I only wish that, besides giving his blessing to the TV version (of which Penelope Keith is the only cast member who was in the original stage production), the Ayckbourn had directed it. Herbert Wise is an accomplished TV director —with two Derek Jacoby series on his resume, I Claudius and Cadfael—and is especially adept at directing his wife, Fiona Walker, who plays Ruth. But it’s a TV sensibility rather than a theater one, with conventional shot-reverse-shots and close-ups which confine a series of plays distinctive for their interactive openess. With The Norman Conquests so seldom done due to its threefold logistics, a “stagier” version would be much more instructive to theater jerks such as myself.
What we have here instead is simply an extremely entertaining comedy. Ayckbourn is bolder and bawdier than sitcoms. He makes fun of adultery, marriage, family needs and just about every other intimate social interaction.
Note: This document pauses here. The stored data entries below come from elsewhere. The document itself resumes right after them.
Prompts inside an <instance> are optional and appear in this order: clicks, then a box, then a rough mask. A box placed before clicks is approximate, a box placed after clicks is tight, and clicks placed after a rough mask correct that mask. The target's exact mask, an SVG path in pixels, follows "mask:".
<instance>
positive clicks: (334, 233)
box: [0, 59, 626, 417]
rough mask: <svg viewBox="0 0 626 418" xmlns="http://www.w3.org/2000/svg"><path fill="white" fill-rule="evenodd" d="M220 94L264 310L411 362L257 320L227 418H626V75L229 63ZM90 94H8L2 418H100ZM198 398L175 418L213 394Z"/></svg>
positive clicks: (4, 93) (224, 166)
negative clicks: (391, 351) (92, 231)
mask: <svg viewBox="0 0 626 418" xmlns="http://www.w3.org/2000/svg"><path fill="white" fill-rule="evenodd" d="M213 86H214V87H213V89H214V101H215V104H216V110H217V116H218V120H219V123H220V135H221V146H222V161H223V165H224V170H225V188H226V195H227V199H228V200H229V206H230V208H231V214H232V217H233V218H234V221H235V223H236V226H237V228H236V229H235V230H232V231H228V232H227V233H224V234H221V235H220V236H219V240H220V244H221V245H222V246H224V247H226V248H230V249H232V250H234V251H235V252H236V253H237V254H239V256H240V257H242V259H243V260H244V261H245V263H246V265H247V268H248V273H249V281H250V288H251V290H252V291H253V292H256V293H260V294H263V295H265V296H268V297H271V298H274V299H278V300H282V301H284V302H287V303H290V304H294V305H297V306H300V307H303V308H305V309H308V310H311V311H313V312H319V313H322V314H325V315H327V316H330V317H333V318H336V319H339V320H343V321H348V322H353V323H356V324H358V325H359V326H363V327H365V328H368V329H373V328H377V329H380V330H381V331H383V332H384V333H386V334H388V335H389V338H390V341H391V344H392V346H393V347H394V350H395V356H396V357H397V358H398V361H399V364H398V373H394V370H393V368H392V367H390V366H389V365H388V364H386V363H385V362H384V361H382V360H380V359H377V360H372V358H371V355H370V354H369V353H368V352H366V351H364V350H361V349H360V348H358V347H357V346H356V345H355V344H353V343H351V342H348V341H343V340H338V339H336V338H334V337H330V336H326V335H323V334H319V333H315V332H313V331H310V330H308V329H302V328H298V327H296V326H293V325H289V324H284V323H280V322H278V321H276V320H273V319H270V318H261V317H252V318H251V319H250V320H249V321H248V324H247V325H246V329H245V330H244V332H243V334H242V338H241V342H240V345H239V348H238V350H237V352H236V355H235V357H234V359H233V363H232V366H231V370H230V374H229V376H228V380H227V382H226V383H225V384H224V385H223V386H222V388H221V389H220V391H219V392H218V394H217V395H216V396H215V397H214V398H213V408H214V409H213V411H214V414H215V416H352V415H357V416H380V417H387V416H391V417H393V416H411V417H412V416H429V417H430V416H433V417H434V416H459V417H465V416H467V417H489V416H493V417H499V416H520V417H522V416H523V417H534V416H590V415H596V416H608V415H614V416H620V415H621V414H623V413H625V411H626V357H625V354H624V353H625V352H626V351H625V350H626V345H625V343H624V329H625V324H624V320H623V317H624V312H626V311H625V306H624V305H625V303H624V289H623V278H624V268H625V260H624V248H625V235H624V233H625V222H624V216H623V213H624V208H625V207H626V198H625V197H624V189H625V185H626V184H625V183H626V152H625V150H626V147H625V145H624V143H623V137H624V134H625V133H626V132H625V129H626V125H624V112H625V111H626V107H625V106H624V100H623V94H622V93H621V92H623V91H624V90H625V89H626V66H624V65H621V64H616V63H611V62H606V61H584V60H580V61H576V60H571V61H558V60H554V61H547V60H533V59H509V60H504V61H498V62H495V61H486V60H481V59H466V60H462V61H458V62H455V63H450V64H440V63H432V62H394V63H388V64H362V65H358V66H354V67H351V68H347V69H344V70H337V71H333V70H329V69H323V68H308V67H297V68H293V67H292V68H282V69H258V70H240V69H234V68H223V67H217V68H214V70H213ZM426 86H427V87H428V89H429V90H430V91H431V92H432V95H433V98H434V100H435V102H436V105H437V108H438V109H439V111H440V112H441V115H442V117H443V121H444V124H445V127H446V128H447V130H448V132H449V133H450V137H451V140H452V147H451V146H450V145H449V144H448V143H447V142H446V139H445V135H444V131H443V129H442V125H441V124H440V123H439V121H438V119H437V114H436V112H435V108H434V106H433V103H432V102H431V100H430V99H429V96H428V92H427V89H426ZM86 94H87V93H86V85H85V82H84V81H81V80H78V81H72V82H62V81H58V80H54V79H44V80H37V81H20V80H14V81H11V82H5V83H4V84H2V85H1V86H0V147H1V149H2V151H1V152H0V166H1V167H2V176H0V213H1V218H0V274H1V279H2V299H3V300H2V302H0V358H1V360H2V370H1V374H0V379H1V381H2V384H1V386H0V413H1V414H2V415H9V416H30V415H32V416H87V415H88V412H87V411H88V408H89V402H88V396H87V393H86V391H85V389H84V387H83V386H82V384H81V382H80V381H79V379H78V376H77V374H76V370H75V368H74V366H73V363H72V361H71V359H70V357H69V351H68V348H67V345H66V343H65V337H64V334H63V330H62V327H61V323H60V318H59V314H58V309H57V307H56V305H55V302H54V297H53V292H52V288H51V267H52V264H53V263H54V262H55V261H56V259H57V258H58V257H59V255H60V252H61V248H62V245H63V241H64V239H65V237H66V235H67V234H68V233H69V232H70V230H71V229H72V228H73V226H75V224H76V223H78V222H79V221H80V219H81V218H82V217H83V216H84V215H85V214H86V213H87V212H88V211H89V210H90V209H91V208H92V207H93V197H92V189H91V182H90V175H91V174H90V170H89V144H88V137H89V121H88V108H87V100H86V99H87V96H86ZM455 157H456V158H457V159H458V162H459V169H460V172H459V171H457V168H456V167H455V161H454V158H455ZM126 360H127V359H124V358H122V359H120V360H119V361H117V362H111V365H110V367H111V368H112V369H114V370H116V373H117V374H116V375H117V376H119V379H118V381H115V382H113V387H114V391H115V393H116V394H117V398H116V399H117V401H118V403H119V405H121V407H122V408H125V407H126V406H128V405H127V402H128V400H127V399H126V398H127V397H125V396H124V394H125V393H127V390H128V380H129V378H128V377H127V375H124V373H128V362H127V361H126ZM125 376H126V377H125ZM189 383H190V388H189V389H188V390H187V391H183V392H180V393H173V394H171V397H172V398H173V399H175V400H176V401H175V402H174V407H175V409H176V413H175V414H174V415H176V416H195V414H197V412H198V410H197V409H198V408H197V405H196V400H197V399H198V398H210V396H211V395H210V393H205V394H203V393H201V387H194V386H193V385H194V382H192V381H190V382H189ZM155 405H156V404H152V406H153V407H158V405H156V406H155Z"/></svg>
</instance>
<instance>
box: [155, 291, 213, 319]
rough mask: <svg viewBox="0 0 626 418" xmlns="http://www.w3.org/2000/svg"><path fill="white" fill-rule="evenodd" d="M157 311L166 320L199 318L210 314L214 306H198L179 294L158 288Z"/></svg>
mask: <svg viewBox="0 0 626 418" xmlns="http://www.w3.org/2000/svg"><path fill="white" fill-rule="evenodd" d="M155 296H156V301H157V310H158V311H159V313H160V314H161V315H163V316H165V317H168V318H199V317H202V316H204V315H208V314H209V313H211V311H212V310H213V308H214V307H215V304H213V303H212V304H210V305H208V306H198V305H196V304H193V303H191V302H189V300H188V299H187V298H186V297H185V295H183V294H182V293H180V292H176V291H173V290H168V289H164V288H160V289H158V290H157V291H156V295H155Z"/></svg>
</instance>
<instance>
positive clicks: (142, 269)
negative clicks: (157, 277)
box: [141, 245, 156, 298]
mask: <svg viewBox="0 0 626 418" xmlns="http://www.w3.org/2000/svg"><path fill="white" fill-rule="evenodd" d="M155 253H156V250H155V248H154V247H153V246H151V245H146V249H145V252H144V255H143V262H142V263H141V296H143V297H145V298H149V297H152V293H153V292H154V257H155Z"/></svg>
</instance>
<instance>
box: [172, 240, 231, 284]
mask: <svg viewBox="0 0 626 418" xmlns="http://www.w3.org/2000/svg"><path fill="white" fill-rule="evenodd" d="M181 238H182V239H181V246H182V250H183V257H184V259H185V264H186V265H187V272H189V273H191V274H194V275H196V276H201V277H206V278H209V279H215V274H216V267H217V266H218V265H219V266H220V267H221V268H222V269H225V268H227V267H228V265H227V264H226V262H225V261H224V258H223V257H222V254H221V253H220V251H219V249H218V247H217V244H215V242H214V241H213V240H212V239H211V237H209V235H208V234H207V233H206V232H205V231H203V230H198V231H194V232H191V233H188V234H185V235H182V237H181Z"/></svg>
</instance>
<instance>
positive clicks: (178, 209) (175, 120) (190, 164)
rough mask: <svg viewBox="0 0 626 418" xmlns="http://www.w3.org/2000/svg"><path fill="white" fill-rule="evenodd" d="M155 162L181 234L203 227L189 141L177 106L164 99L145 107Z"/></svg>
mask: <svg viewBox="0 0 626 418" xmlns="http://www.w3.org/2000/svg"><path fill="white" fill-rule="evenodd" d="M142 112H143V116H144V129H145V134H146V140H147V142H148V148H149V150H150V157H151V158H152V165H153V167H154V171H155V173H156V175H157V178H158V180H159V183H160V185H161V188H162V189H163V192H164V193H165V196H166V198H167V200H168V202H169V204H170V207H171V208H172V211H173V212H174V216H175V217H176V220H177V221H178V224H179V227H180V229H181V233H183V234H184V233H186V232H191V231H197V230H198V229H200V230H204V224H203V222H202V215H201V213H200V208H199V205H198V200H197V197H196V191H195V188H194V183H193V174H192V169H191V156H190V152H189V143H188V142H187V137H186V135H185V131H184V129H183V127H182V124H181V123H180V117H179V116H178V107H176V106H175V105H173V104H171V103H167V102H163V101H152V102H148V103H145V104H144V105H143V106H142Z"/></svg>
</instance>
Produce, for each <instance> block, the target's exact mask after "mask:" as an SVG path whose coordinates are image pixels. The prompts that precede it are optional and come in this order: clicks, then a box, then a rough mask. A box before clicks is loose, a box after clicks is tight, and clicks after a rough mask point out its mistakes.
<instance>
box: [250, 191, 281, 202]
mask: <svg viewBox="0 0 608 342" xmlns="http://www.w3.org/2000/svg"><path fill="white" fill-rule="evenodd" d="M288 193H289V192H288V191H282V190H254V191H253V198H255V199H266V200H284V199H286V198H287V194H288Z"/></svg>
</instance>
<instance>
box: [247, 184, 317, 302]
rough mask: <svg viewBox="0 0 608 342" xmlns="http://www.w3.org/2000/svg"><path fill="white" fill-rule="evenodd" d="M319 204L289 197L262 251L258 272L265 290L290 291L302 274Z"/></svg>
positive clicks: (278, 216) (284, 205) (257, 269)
His characters range from the insanely self-involved to the utterly clueless. This is a colorful, breezy production with the added oomph of naughtier subject on par with American soap operas.
Where The Norman Conquests does get deliriously theatrical is in its characters outsized reactions to each other in scenes where they are hiding secrets or withholding opinions. They go into laughing fits, or get falling-down drunk. It’s also not a dated or simplistic series, not a TV show in play form. I have quite sharp memories of seeing it over 30 years ago—watching Ayckbourn for three nights in a row on public television was quite an event—and it holds up wonderfully.
Now somebody revive the plays already. They’re ripe for reinterpretation.